Nada mais longe de um episódio de western com arbustos rolando. Mas pela seqüência do cinexín a carência é o dinheiro. Com efeito, se a renda média espanhola é de 25.852 euros, aqui é um tanto menos da metade.
O que não explicam os números explicam as pessoas. É pelo modo de vida -diz Juan Estevez, peão florestal. O que você vê. Aqui quase o mundo inteiro vive de conceder peonadas no campo. Como seus pais. E como os pais de seus pais. É como se estes povos, de algum jeito, fossem povos de outro tempo.
- Premier Bandoneonbau Peter Spende (Alemanha)
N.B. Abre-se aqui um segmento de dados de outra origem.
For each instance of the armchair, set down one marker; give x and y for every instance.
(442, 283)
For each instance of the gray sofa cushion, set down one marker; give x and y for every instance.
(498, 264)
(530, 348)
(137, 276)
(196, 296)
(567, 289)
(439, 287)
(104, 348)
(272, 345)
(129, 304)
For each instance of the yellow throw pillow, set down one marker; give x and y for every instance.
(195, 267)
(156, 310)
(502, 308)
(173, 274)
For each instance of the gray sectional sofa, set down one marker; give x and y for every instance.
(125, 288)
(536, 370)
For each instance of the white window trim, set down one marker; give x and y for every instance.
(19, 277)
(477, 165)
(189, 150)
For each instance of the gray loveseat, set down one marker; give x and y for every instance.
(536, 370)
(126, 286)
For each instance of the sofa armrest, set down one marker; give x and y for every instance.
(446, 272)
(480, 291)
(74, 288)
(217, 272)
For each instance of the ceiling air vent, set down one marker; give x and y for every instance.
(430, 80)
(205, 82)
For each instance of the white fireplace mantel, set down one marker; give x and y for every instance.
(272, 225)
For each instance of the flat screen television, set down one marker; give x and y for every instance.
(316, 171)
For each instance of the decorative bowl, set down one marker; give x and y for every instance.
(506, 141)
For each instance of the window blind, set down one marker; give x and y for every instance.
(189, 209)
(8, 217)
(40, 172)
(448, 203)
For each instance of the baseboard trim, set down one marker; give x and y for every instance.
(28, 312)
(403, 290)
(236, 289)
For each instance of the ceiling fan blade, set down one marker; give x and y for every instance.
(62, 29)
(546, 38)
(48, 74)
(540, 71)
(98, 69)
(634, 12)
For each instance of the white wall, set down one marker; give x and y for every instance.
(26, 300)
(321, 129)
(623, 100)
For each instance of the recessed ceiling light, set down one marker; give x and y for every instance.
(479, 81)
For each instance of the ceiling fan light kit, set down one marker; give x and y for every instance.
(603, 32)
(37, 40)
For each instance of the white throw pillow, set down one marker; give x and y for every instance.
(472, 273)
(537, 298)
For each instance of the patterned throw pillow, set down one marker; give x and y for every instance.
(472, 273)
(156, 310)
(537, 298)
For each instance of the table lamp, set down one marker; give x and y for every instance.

- Leva tempo rumoreándose que você vai deixar de tocar ao vivo
- dois Embaixadores de Prognósticos
- Estádio do Atlético UDC-C
- Um computador pessoal será 1.000 vezes mais poderoso que o cérebro humano
- 105KM. A vantagem de os sete fugitivos é 2’52”
A maioria vive de 426 euros que dão durante 6 meses por ter feito 35 peonadas. Isso são sete euros por dia, no fim do ano, menos ainda do que dizem as estatísticas. E com isto não viveres. Porque o campo não se fatura.
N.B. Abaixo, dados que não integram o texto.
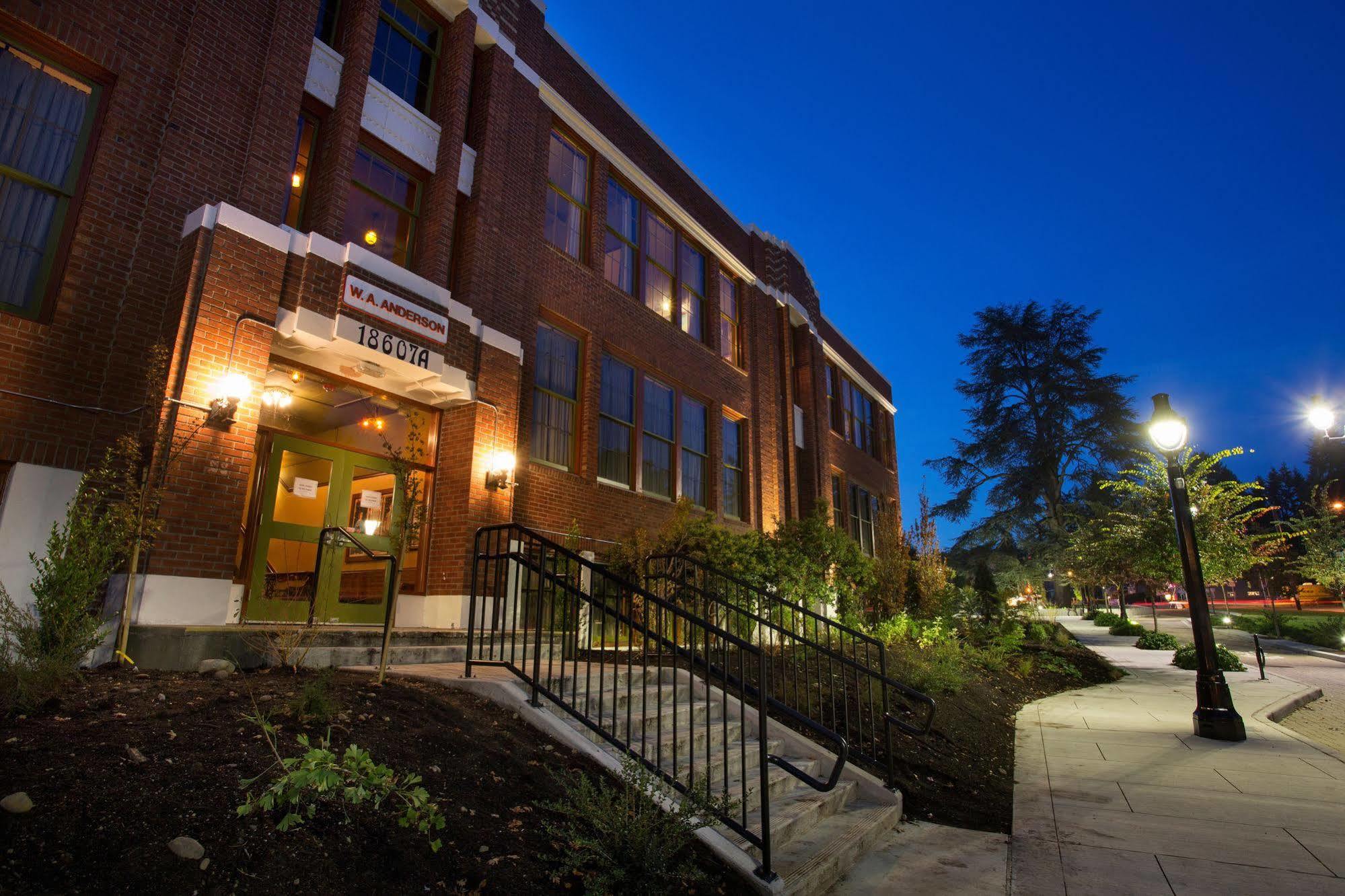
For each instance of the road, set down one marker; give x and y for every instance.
(1323, 720)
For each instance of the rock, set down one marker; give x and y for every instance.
(207, 667)
(186, 848)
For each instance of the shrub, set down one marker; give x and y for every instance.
(619, 840)
(1157, 641)
(938, 669)
(1227, 661)
(318, 778)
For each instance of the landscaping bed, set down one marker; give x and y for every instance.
(102, 817)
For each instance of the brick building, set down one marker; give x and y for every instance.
(421, 228)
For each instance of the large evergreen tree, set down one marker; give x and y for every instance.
(1044, 422)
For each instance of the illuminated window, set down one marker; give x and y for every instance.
(46, 118)
(554, 398)
(300, 170)
(731, 344)
(405, 48)
(567, 197)
(382, 208)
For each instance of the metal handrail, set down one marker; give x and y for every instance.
(704, 574)
(505, 564)
(390, 610)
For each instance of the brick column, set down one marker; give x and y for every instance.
(272, 139)
(339, 137)
(452, 95)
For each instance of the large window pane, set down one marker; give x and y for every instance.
(696, 450)
(616, 419)
(554, 395)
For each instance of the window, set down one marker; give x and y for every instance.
(837, 507)
(696, 451)
(326, 30)
(731, 345)
(382, 208)
(404, 52)
(300, 166)
(659, 260)
(733, 497)
(692, 267)
(616, 423)
(863, 507)
(46, 118)
(657, 446)
(567, 197)
(623, 237)
(852, 415)
(554, 398)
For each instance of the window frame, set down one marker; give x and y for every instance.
(727, 419)
(414, 213)
(576, 403)
(417, 42)
(71, 193)
(584, 208)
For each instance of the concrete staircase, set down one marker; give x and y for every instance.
(815, 837)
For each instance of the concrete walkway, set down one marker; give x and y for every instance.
(1116, 796)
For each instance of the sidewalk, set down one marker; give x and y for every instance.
(1116, 796)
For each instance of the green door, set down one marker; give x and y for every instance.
(311, 486)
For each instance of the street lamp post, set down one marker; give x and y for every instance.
(1215, 716)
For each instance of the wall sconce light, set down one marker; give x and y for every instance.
(499, 470)
(229, 392)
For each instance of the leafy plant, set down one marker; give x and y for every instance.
(1225, 659)
(320, 778)
(618, 837)
(1157, 641)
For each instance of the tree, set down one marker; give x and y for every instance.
(1323, 546)
(1142, 531)
(1044, 423)
(931, 570)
Na urbanização mais necessitado do povo mais miserável, a residência mais indigente não toca nem a 80 euros por barba por mês. Desta maneira chama tal a atenção que este parágrafo termina como termina: “Aqui nós somos felizes”. É feliz Maria Fernanda Valero, que perdeu um filho.
É feliz o marido, Manuel Ardila, que entra a pensão dos 396 euros desde o acaso e não podes trabalhar. É feliz a tua filha, Desirée, que não para de fumar. É feliz o genro, José, que se foi, e voltou, e tem o braço quebrado.
É feliz Aitana, a neta de dois anos. E até parece feliz a cadela Shira, um staffordshire, que olha o porco vietnamita como se olha pra uma cerveja gelada no verão. Há alguma coisa pela dinâmica vital destas gentes e das terras, que lembra a família Joad de As vinhas da ira, o imortal de Steinbeck: temp que se movimentam à busca de um jornal. Pais, mães e filhos, dependendo de o que diz o céu e sobre o assunto toda a terra. Passando a trabalhar umas semanas por aqui e ali. Como numa corrida.
Por salários diários que irão dos 30 euros de fruta aos 70 anos da cortiça. Quando é setembro ou outubro, famílias inteiras viajam para a área da Terra de Barros a azeitona. Quando é agosto deslocam-se para a Albuera a vindima. Para deslocar-se fazer peonadas em frutíferas há que ir até Olivença.